Hayat özünde bir imtihandır. Kimin iyi işler yapacağı, kimin kötü işler yapacağı bu imtihanlarla ortaya çıkar. İmtihan ise özü itibariyle zor bir süreçtir. İnsanı zorlayan sürpriz sorularla, sürpriz sınamalarla çıkar gelir hiç ummadığınız bir anda, hiç ummadığınız yerden.
Her gün aynı şeylerle sınanmıyoruz. Çok iyi ezberlediğimiz yerlerden çıkmıyor her zaman sorular. İmtihan kipinde de gelmez her zaman. Bazen çok iyi ezberlediğimizi sandığımız yerden geldiğinde aşırı güvenimizden dolayı ve basit bir yeni girdinin aklımızı çelmesiyle şaşırıverir, başka tepkiler, başka tavırlar, başka cevaplar veririz.

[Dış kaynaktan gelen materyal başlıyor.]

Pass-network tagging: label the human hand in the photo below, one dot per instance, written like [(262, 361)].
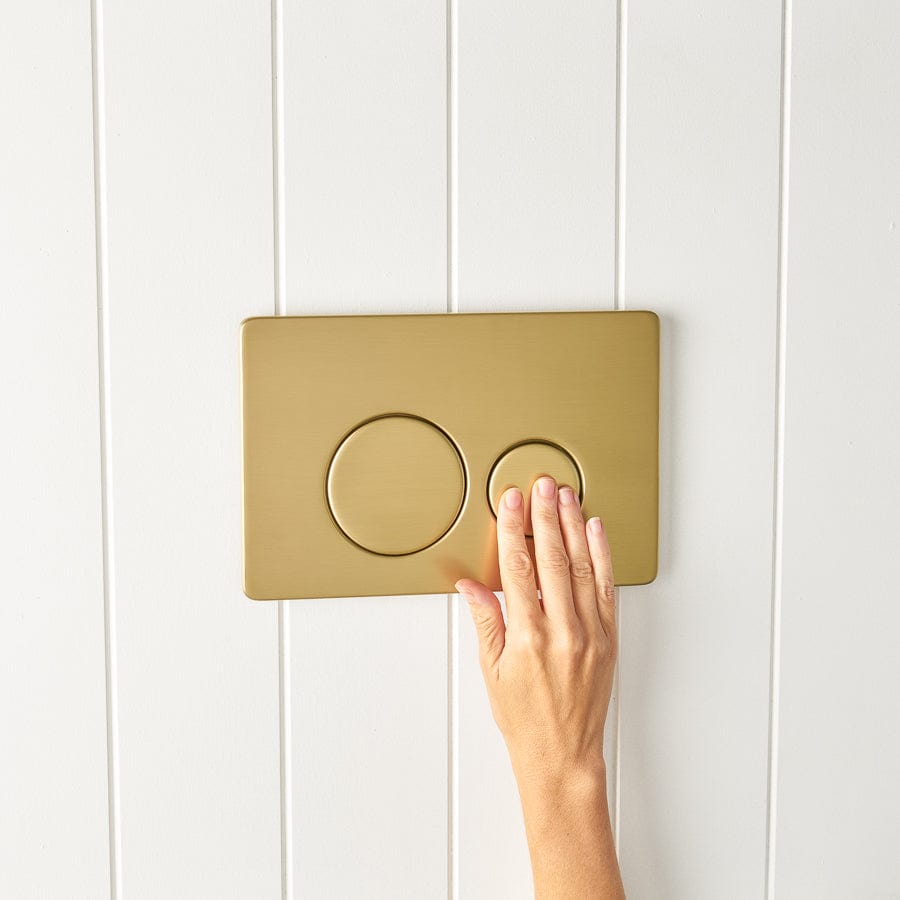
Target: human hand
[(549, 672), (549, 669)]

Önceden başardığımız bir imtihanı başka bir zamanda kaybederiz. Allah vere de bize yeniden bir fırsat verilsin, kendimizi sorgulama imkanı bulalım, hatamızı görelim ve ondan dönelim. Bunun için hatamızı hata olarak kabul etmemiz lazım tabi.
Yanlışı yanlış olarak görebilmek, ondan kaçınabilmek bir basiret işi, o da nasip işi. Ama samimiyetle yaklaşana nasip olan bir şey.
Aynı şekilde doğruyu da doğru olarak görebilmek, ona tabi olabilmek. Batıl çoğu kez doğru kılığında gelebiliyor.
Batılı doğru olarak gösteren harici bir kötülüğün iğvası çalışabiliyor. Propagandalar, ideolojiler, siyasal çatışmaların kafa karıştırıcı vesveseleri batılı doğru gibi, doğruyu batıl gibi gösterebiliyor. Ona karşı uyanık olmak, akıllı ve ferasetli olmak önemli. Bunu da gözünü açık tutarak, şeytanın hilelerinin çok olduğunu aklından hiç çıkarmayarak sağlamak mümkün.